King had continued his briefing as the photos flicked through one by one. “Scientific opinion on the Yonaguni Monument is divided,” he had explained. “On the one hand, many scientists argue that the entire formation is entirely natural, that the forces of nature thrust these straight, angular structures through the bedrock where they settled thousands of years ago on the sea floor. Professor Kimura, a geologist from Okinawa University, on the other hand, disagrees and says that the structure is entirely man-made. Other than the obvious aesthetic impression of artificiality,” he had glanced at the computer screen then, and Lake had to admit it had the look and feel of a building more so than a natural rock formation. “He cites evidence such as a ‘rubbish tip’ of disused blocks swept to one side in an unnatural manner, the regular measurements of the ‘steps’ of the structure, the presence of what looks like a ceremonial pathway, and the presence of this limestone wall encircling the site. Limestone,” he added, “is not indigenous to Yonaguni.

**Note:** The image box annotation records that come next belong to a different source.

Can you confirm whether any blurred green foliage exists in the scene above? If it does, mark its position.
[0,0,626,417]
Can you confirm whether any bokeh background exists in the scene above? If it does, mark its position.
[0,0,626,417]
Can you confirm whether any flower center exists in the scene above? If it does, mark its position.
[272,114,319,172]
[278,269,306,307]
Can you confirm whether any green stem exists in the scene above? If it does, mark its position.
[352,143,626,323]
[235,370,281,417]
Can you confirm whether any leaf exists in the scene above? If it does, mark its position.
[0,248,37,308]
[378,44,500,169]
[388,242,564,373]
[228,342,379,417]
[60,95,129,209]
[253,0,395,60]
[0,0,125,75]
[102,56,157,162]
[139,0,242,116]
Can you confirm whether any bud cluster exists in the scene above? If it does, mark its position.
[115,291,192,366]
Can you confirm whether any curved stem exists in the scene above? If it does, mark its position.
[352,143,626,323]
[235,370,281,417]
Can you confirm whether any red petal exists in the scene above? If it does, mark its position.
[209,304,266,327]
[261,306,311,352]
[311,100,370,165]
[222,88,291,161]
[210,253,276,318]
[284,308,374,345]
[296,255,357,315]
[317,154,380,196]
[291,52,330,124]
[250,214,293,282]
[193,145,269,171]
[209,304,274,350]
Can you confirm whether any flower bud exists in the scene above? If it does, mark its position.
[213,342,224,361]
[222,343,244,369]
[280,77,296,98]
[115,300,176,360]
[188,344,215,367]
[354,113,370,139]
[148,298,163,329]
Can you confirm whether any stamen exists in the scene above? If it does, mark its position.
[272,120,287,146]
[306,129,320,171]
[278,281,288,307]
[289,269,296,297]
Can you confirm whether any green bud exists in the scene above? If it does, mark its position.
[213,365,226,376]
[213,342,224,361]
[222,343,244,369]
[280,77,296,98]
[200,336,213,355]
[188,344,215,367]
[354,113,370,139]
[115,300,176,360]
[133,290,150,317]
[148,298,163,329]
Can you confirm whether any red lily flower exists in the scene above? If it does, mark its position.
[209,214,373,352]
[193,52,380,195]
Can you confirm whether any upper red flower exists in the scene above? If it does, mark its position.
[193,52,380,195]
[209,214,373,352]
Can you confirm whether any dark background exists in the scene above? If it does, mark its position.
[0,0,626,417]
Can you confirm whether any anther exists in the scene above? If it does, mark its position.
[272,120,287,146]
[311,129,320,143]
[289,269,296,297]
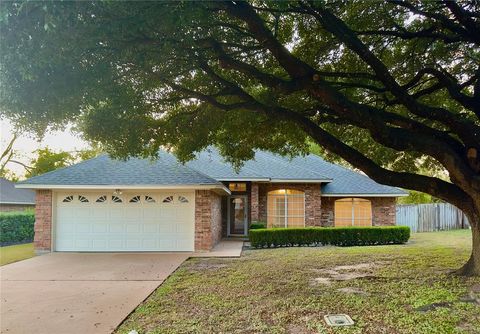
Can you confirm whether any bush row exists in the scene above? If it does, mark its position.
[0,211,35,245]
[250,222,267,230]
[249,226,410,248]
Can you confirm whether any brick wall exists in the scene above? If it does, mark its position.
[0,204,35,212]
[33,190,52,253]
[195,190,222,251]
[252,183,322,226]
[321,197,396,227]
[250,183,259,223]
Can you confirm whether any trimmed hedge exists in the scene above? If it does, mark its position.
[250,222,267,230]
[249,226,410,248]
[0,211,35,245]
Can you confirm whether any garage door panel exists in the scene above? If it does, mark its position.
[92,222,108,233]
[75,222,92,234]
[108,222,125,234]
[126,223,143,233]
[55,191,195,251]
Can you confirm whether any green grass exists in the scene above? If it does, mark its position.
[116,230,480,334]
[0,243,35,266]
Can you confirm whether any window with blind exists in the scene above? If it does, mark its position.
[267,189,305,227]
[335,198,372,227]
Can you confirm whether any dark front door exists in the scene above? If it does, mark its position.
[228,196,248,235]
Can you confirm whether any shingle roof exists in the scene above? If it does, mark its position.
[187,148,406,196]
[303,155,407,196]
[187,148,331,181]
[20,148,406,196]
[15,152,220,185]
[0,178,35,204]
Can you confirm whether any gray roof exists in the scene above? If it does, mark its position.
[296,154,408,196]
[187,148,406,196]
[187,148,331,182]
[0,177,35,204]
[15,148,406,196]
[18,152,220,186]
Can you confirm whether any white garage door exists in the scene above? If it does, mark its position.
[55,190,195,252]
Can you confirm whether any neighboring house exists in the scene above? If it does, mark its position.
[0,177,35,212]
[17,149,406,251]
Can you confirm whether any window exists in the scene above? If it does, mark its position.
[62,195,73,203]
[178,196,188,203]
[145,195,155,203]
[335,198,372,227]
[162,196,173,203]
[267,189,305,227]
[228,183,247,192]
[95,195,107,203]
[112,195,123,203]
[129,196,140,203]
[78,195,89,203]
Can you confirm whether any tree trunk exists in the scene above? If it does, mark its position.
[457,215,480,276]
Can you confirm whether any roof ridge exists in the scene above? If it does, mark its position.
[263,151,333,180]
[15,153,108,184]
[163,151,223,185]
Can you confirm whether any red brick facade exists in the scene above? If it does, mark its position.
[250,183,259,223]
[0,204,35,212]
[321,197,396,226]
[195,190,222,251]
[34,190,52,253]
[34,183,396,252]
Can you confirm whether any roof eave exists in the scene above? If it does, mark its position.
[322,193,408,197]
[15,183,231,194]
[216,177,333,183]
[0,201,35,205]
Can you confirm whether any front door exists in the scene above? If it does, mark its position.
[228,196,248,235]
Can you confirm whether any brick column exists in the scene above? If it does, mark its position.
[34,190,52,254]
[195,190,222,251]
[305,183,322,226]
[250,183,259,223]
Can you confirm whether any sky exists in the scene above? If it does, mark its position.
[0,119,89,177]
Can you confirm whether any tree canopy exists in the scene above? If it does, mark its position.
[0,0,480,274]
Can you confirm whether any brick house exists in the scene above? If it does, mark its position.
[17,148,406,252]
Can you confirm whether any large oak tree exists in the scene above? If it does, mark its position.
[0,0,480,275]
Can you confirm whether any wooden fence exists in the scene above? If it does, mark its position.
[397,203,470,232]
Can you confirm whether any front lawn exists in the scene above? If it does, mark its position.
[116,230,480,334]
[0,243,35,266]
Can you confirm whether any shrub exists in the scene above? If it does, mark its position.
[250,222,267,230]
[249,226,410,248]
[0,211,35,245]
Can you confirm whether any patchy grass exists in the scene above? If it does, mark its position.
[116,230,480,334]
[0,243,35,266]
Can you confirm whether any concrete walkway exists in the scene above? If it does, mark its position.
[0,240,243,334]
[0,253,189,334]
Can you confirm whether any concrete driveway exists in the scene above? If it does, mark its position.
[0,253,191,334]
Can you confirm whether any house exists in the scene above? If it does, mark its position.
[0,177,35,212]
[17,149,406,252]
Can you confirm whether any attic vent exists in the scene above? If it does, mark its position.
[323,314,353,327]
[62,195,73,203]
[129,196,140,203]
[95,195,107,203]
[112,195,122,203]
[178,196,188,203]
[162,196,173,203]
[145,195,155,203]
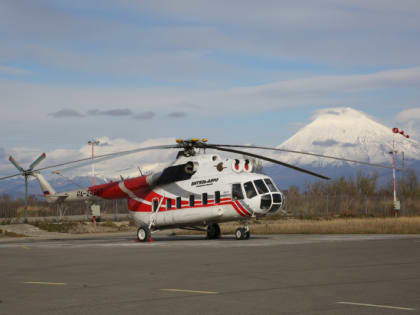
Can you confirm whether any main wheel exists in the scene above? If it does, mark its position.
[235,228,246,240]
[207,223,222,240]
[137,226,151,242]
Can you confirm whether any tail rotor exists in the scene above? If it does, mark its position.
[9,153,46,223]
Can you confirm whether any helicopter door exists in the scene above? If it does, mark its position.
[232,184,244,200]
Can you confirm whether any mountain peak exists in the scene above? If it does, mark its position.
[279,107,420,166]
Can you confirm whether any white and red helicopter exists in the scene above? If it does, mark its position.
[0,139,391,242]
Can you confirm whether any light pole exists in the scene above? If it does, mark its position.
[88,139,99,186]
[390,128,410,216]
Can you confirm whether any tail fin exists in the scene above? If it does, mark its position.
[33,173,56,202]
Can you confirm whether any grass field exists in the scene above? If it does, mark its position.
[176,217,420,235]
[4,216,420,237]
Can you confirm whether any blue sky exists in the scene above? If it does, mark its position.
[0,0,420,156]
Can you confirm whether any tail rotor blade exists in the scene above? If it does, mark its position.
[9,156,25,173]
[29,153,47,171]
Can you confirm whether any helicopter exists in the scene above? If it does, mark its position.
[0,138,392,242]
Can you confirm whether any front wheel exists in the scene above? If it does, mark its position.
[207,223,222,240]
[137,226,151,242]
[235,228,246,240]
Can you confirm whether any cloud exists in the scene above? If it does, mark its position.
[168,112,187,118]
[48,108,84,118]
[133,111,156,120]
[0,66,32,75]
[396,107,420,122]
[87,108,133,116]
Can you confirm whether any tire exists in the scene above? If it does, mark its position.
[207,223,221,240]
[137,226,151,242]
[245,230,251,240]
[235,228,245,240]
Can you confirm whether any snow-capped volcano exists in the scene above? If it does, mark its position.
[277,107,420,167]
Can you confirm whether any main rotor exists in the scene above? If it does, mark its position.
[176,138,207,158]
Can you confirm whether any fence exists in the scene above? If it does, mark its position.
[0,199,128,219]
[286,194,420,218]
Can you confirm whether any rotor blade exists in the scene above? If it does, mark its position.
[208,144,401,171]
[36,144,180,171]
[0,173,23,180]
[29,153,47,171]
[206,145,330,179]
[0,144,181,180]
[9,156,25,173]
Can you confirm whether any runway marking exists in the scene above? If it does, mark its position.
[160,289,219,294]
[24,281,67,285]
[337,302,416,311]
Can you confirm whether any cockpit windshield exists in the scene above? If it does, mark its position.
[254,179,268,194]
[264,178,277,191]
[244,182,257,199]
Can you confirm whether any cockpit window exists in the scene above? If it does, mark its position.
[244,182,257,199]
[232,184,244,200]
[254,179,268,194]
[264,178,277,191]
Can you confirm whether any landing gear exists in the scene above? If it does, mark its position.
[207,223,222,240]
[235,226,251,240]
[137,226,152,242]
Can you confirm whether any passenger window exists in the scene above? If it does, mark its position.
[153,198,159,212]
[232,184,244,200]
[244,182,257,199]
[254,179,268,194]
[214,191,220,203]
[264,178,277,191]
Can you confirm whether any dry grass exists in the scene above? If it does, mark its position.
[176,217,420,234]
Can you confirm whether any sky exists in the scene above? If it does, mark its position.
[0,0,420,175]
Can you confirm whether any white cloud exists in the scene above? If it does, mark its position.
[0,66,31,75]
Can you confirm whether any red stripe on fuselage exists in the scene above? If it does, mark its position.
[235,200,251,217]
[88,176,149,199]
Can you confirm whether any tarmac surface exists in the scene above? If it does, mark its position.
[0,232,420,314]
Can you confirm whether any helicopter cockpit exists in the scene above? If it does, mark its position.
[232,178,283,214]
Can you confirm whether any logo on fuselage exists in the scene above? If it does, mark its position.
[191,178,219,187]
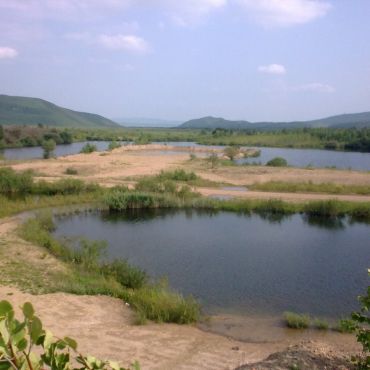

“Professor Robert Scotch from Boston University seems to have taken an intermediate view and suggests that the site is a natural construct which was manipulated by humans, carved into these unnatural shapes.”
“This is all very cool, Doc,” O’Rourke had spoken up, “but how does it help us?”
King had hesitated for a second then, as though concerned about the reaction he was going to get from his audience. “This is where the penultimate piece of the Moon Mask is,” he had said. The debate about how he knew this, the merits of ESP and the possibility of remote viewing had raged between the academics throughout their journey but King had remained adamant that this was where the Moon Mask had shown him the missing piece was. He had described flashes of a ceremony deep within a hollow chamber, then a flash of the submerged ruins. When he awoke, he knew their next destination.
Now, down on the deck, Lake watched as O’Rourke and Garcia dropped the boat’s anchor and she felt the boat pull too, steady in the strong current. She looked up at the towering cliffs of the south face of Yonaguni Island. The azure sky was startling in its intense blue and cast an equally sapphire glow upon the water below.